5 – Review Someday/Maybe items (5 min)

Do a quick scan of your someday/maybe items to determine if any items need to become active projects and if they do then change the Evernote notebook to the projects notebook.  If you determine that you really are never going to do and item because it is no longer of interest then delete it.

Processing your “Stuff”

Now that you have completed your initial capture you should have lots of unprocessed items in your “- Unprocessed” notebook and now it is time to figure out what to do with all your stuff.  When processing start at the top and decide what to do with each unprocessed item until you have completely processed your stuff to zero.  In GTD this is called processing and your goal is to always process your unprocessed queues to zero.  This could be your inbox on your desk, your email inbox, your unprocessed items in Evernote, your RSS feeds or any other queue of unprocessed incoming inputs.

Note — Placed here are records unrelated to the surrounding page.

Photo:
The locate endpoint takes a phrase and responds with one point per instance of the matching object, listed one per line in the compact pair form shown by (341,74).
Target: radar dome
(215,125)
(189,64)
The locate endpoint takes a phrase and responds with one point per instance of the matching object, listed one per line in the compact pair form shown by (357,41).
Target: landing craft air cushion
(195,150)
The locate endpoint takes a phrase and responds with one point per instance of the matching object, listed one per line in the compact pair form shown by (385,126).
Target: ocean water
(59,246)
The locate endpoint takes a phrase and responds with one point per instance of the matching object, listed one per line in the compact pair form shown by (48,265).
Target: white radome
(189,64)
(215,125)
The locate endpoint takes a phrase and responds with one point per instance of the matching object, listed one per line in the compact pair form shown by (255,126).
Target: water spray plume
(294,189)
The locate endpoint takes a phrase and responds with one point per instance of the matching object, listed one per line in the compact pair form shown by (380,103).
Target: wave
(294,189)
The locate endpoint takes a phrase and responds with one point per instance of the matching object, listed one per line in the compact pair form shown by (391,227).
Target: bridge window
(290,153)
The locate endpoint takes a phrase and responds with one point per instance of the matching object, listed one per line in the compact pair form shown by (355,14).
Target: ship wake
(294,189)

The first thing you need to do is to decide if it is actionable or not.  If it is not actionable you do one of three things: delete it, file it as reference in your Reference notebook or “tickle” it for possible later action in your Someday/Maybe notebook.  “Reference” and “Someday/Maybe” notebooks are for stuff that has no immediate next action.  Sometimes you will process items that do not have any immediate next actions but you want to keep them around for future reference.  Reference files are great for storing information you don’t have to act on right now but are not ready to delete or archive.  They can be physical folders for paper or digital items that you want to refer to on an ongoing basis.

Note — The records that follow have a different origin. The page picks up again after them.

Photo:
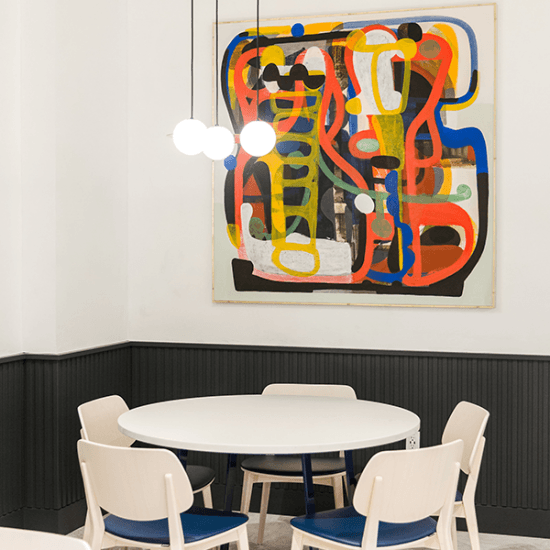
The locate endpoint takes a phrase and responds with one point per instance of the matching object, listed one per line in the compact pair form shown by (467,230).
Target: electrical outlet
(413,441)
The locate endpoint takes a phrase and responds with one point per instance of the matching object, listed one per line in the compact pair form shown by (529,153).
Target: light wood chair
(394,499)
(288,469)
(98,419)
(23,539)
(148,496)
(467,422)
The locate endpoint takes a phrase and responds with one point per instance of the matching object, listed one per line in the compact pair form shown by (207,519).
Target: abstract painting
(380,188)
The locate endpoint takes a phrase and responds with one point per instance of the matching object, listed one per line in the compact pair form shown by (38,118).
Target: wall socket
(413,441)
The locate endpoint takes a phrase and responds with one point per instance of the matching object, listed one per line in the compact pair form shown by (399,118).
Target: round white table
(270,424)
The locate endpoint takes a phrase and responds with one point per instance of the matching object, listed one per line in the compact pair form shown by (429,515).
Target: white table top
(268,424)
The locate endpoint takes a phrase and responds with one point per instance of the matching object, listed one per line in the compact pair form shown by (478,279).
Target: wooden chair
(148,496)
(394,499)
(99,424)
(467,422)
(23,539)
(288,469)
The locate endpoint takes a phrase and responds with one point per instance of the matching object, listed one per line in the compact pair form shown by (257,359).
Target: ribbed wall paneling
(39,425)
(515,390)
(12,431)
(54,389)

Someday/Maybe lists are great for deferring ideas that you’d like to work on someday, but you’re not committing to right now.  I have ideas about fun new things do to every day – way more than I have time or energy for.  Sometimes you think of tasks you’re just not ready to do yet.  Maybe learning a new language – while an eventual goal – just doesn’t fit into your life right now.  There are many things that fit into this “I intend to do this someday” category.  Some examples: Go to Griffith Observatory, Build CIO Dashboard, Learn Spanish, Build a deck in back yard.

If it is actionable, decide if you can complete the task in less than two minutes then you just do it. This is called the “2 Minute Rule” because there is no need to categorize or further thinking about the item if you can accomplish the task in less than two minutes, just do it!  Writing down every little thing you have to do takes more time than it’s worth – if you need to send a 30-second reminder e-mail to someone, there’s no sense in taking 20 seconds to write it down and put in one of your notebooks when you could just get it done.  Your goal is to get things done, not to flawlessly capture each and every little thing in your perfectly designed system.

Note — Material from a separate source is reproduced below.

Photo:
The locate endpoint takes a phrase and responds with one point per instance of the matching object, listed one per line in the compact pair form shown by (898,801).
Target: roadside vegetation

Apply the 2-minute rule to all aspects of your life

If it is actionable and it will take more than two minutes to complete then it is most likely a Project.  As IT professionals, we generally struggle with the GTD concept of a project.  We are conditioned to think of projects in the classic PERT or GANT CHART sense of big projects.  In GTD, “Projects” are desired outcomes that require more than one action to complete or said another way, projects are “stuff” that require more than one action to complete.

Almost everything you need to do is a Project.  Projects are nothing more than a series of actions necessary to be “done.”  The best way to avoid completing items on your to-do list is to make them vague.  Put a task like “Clean out office” on your to-do list and that is the last thing you’re going to actually begin working on.  In fact, “Clean out office” isn’t a task at all – it’s a Project.  Projects are not tasks; they are a collection of tasks – an important distinction.

So go thru all of the stuff you captured in your initial capture and do it if it takes less than two minutes to complete or make the items you captured projects.  When you describe the project it is important to define what done looks like.   When describing your projects include the desired outcome as the first word in projects.   Use the following words:  finalize, implement, research, publish, distribute, maximize, learn, set up, organize, create, design, install, repair, submit, handle, and resolve.  Do this for everything on your initial capture list in your – Unprocessed notebook.